ECLI:NL:HR:2010:BM2562
Hoge Raad
- Cassatie
- F.H. Koster
- B.C. de Savornin Lohman
- M.A. Loth
- Rechtspraak.nl
Vernietiging van een uitspraak inzake ontneming van wederrechtelijk verkregen voordeel na vrijspraak
In deze zaak heeft de Hoge Raad op 13 juli 2010 uitspraak gedaan in een cassatieprocedure tegen een eerdere uitspraak van het Gerechtshof te Amsterdam. De zaak betreft een vordering tot ontneming van wederrechtelijk verkregen voordeel van de betrokkene, die in hoger beroep was vrijgesproken van verschillende strafbare feiten. De Hoge Raad oordeelde dat het Hof ten onrechte een betalingsverplichting had opgelegd voor wederrechtelijk verkregen voordeel dat was verkregen door een feit waarvan de betrokkene was vrijgesproken. De Hoge Raad vernietigde de bestreden uitspraak en verwees de zaak terug naar het Gerechtshof te Amsterdam voor een nieuwe behandeling.

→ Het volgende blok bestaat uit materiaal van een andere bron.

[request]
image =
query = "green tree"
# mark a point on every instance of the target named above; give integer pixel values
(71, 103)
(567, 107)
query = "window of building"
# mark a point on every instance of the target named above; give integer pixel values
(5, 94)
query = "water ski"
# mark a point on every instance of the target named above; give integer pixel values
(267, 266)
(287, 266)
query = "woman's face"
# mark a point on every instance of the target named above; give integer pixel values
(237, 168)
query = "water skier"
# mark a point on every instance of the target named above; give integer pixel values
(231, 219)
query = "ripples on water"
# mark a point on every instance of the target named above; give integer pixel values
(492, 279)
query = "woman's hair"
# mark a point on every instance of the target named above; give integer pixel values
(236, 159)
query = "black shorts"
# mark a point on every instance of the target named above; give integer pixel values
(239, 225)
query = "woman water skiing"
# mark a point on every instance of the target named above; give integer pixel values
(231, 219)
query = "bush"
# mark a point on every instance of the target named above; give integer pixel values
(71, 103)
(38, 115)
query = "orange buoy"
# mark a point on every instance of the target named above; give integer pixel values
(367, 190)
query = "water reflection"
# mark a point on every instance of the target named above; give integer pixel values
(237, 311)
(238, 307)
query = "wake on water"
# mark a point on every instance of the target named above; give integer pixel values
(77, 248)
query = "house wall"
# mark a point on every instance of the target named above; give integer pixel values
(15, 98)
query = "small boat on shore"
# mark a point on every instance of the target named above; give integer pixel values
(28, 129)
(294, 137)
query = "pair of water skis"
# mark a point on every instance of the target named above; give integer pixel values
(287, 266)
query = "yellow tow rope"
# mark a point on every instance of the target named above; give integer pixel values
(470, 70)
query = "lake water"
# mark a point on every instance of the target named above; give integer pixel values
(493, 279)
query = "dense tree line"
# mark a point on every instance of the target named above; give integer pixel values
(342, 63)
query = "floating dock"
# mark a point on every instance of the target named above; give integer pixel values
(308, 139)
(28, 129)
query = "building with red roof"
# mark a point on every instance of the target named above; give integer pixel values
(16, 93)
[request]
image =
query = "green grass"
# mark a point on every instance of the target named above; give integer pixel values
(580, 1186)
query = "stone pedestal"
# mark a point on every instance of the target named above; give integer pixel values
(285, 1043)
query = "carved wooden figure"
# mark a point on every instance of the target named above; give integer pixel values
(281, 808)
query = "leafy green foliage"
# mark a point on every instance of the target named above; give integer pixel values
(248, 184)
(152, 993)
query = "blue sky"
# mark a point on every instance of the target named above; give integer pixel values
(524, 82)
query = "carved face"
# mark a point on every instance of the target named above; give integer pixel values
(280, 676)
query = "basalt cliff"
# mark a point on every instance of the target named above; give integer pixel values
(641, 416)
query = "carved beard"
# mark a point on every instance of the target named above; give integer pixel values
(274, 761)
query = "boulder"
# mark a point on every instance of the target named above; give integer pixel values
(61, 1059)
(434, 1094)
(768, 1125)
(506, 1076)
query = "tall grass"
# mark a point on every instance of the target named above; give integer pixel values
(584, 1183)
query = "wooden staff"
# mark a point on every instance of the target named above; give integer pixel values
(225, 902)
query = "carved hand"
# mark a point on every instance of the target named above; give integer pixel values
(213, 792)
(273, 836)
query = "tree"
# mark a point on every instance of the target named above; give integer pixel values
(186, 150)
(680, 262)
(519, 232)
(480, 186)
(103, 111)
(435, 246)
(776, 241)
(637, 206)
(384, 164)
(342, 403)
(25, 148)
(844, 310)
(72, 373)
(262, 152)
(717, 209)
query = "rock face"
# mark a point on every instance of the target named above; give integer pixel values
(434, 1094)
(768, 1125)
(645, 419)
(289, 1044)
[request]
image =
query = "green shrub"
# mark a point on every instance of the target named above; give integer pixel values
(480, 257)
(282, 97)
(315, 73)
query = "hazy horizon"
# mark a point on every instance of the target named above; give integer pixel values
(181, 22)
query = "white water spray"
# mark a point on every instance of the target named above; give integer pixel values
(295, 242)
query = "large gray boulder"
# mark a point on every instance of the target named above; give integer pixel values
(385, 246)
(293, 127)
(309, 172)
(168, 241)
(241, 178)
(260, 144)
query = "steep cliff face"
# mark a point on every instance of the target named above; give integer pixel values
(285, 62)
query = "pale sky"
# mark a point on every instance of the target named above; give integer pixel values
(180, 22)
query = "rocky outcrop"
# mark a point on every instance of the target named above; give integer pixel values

De betrokkene was in eerste instantie veroordeeld door de rechtbank Haarlem voor deelname aan een criminele organisatie en het medeplegen van handelen in strijd met de Wet wapens en munitie. Echter, in hoger beroep werd hij vrijgesproken van de meeste tenlastegelegde feiten. Het Hof had in zijn uitspraak de schatting van het wederrechtelijk verkregen voordeel gebaseerd op de veronderstelling dat de betrokkene betrokken was bij criminele activiteiten, terwijl hij van deze feiten was vrijgesproken. Dit leidde tot de conclusie dat de uitspraak van het Hof ontoereikend gemotiveerd was.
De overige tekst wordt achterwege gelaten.